Grétry : Richard Cœur de Lion - Hervé Niquet
Sortie le 25 septembre 2020 sous le label Château de Versailles Spectacles
Le label Château de Versailles Spectacles prolonge un excellent travail de programmation sur les scènes des lieux historiques avec des enregistrements CD. Avec la nouvelle parution de Richard Cœur de Lion de Grétry, les mélomanes sont doublement gâtés puisqu’il s’agit à la fois d’une captation audio et vidéo. Le luxueux coffret renferme le CD et le DVD du même spectacle avec deux distributions différentes offrant du plaisir à la fois pour les yeux et les oreilles. Le DVD admirablement filmé par Julien Condemine permet d’apprécier une production traditionnelle plus proche de la restitution historique que d’une réinterprétation hasardeuse. Les tenants du bon goût seront ravis, ceux de la modernité moins mais chacun s’accordera sur l’excellente tenue de l’ensemble. Une seule petite entorse toutefois, l’action se déroule non pas au temps de Richard mais dans le XVIIIe siècle du compositeur même si les toiles peintes évoquent quelques ruines gothiques. Le critique pourra sans doute relever un petit manque de naturel dans les dialogues parlés mais le charme opérant, il préfèrera sans doute se taire pour apprécier la mise en scène de Marschall Pynkoski et la chorégraphie de Jeannette Lajeunesse Zingg. Même s’il existe déjà des enregistrements, Richard Cœur de Lion mérite bien ce déploiement. Le chef-d’œuvre de Grétry est mondialement connu grâce à La dame de Pique de Tchaikovsky (où la comtesse chante l’air bien connu « Je crains de lui parler la nuit ») mais comme souvent, nul n’est prophète en son pays et la partition dort trop souvent sur les étagères des bibliothèques.
La révolution Grétry n’a pas encore eu lieu et même si les mélomanes ont parfois l’opportunité de voir ses œuvres çà et là, il faut déplorer que le compositeur n’ait toujours pas réussi à retrouver sa place à l’affiche des salles d’opéras du XXIe siècle. Richard Cœur de Lion est considéré, à juste titre, comme le chef-d’œuvre de Grétry où sont en germe les marqueurs du grand opéra français. L’opéra comique connait une autre postérité grâce à l’air « Ô Richard, Ô mon Roi ! » entonné par les Gardes du Corps de Louis XVI. C’était en 1789 et l’on comprend facilement pourquoi l’œuvre n’a plus été joué à Versailles ensuite ! Pour l’anecdote, la production est la première enregistrée à l’Opéra Royal depuis 1789. Le principal artisan de cette belle réussite est Hervé Niquet. A la tête de son ensemble, un Concert spirituel des grands soirs, le chef apporte une élégance et beaucoup de naturel à cette musique colorée que l’on redécouvre avec bonheur. Les chœurs se distinguent grâce à une diction remarquable.
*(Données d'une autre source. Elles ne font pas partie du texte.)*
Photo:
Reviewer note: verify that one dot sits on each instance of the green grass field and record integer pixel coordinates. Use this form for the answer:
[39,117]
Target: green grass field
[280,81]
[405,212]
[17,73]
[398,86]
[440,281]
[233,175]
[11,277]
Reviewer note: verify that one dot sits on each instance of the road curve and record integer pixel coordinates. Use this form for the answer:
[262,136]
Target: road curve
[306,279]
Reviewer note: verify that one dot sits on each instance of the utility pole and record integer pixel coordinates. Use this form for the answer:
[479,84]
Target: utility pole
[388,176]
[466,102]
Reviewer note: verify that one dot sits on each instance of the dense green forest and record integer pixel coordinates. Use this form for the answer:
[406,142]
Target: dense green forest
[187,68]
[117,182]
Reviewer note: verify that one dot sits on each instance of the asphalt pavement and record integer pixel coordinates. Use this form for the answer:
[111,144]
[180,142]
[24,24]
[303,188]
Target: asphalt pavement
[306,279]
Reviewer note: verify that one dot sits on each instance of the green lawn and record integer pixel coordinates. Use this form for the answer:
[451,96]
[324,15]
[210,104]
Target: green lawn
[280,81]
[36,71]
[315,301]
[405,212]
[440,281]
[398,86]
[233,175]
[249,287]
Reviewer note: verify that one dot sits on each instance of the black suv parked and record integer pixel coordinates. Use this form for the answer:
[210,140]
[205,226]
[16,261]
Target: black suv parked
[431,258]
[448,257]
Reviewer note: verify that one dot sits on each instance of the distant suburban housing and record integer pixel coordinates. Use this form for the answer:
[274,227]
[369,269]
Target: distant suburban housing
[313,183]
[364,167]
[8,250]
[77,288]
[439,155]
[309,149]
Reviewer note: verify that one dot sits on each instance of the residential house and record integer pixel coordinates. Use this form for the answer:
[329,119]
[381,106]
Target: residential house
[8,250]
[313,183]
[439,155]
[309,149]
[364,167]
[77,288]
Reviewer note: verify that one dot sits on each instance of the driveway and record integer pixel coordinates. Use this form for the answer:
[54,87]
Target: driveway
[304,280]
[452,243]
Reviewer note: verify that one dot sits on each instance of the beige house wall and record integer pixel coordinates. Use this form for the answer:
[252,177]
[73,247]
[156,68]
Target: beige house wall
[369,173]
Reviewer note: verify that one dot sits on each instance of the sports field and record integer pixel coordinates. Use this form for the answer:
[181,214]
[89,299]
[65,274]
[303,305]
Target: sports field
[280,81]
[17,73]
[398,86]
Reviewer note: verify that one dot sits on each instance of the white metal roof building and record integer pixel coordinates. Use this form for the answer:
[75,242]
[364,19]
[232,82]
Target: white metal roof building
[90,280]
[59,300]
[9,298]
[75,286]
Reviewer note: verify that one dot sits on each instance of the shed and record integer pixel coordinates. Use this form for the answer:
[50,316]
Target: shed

Même si son nom occupe toute l’affiche, Richard n’est pas le rôle principal et pourtant, Reinoud Van Mechelen, solaire, éclipse ses camarades dans des interventions trop rares. Incarné par Rémy Mathieu au DVD et par Enguerrand de Hys au CD, l’anti-héros Blondel est quasiment de chaque scène. Les deux ténors apportent une jolie fraîcheur dans une interprétation comparable avec sans doute pour le deuxième un timbre qui passe mieux au disque (même s’il demeure étonnant d’avoir deux artistes pour le même rôle). Plus fréquent, Marie Perbost occupe un double emploi avec les rôles trop courts d’Antonio et de la comtesse Marguerite d’Artois. Le timbre riche et séduisant de la soprano et l’intelligence du texte emportent l’admiration même si le jeune garçon est un peu moins crédible sur scène que la belle comtesse. Il est facile de retenir le grand air de Laurette déjà immortalisé par Tchaïkovsky. Melody Louledjian possède elle aussi beaucoup de charme et chante sa partie à merveille. Avec cette grande version moderne de Richard Cœur de Lion de Grétry, le label Château de Versailles Spectacles pose la nouvelle pierre d’un édifice à reconstruire.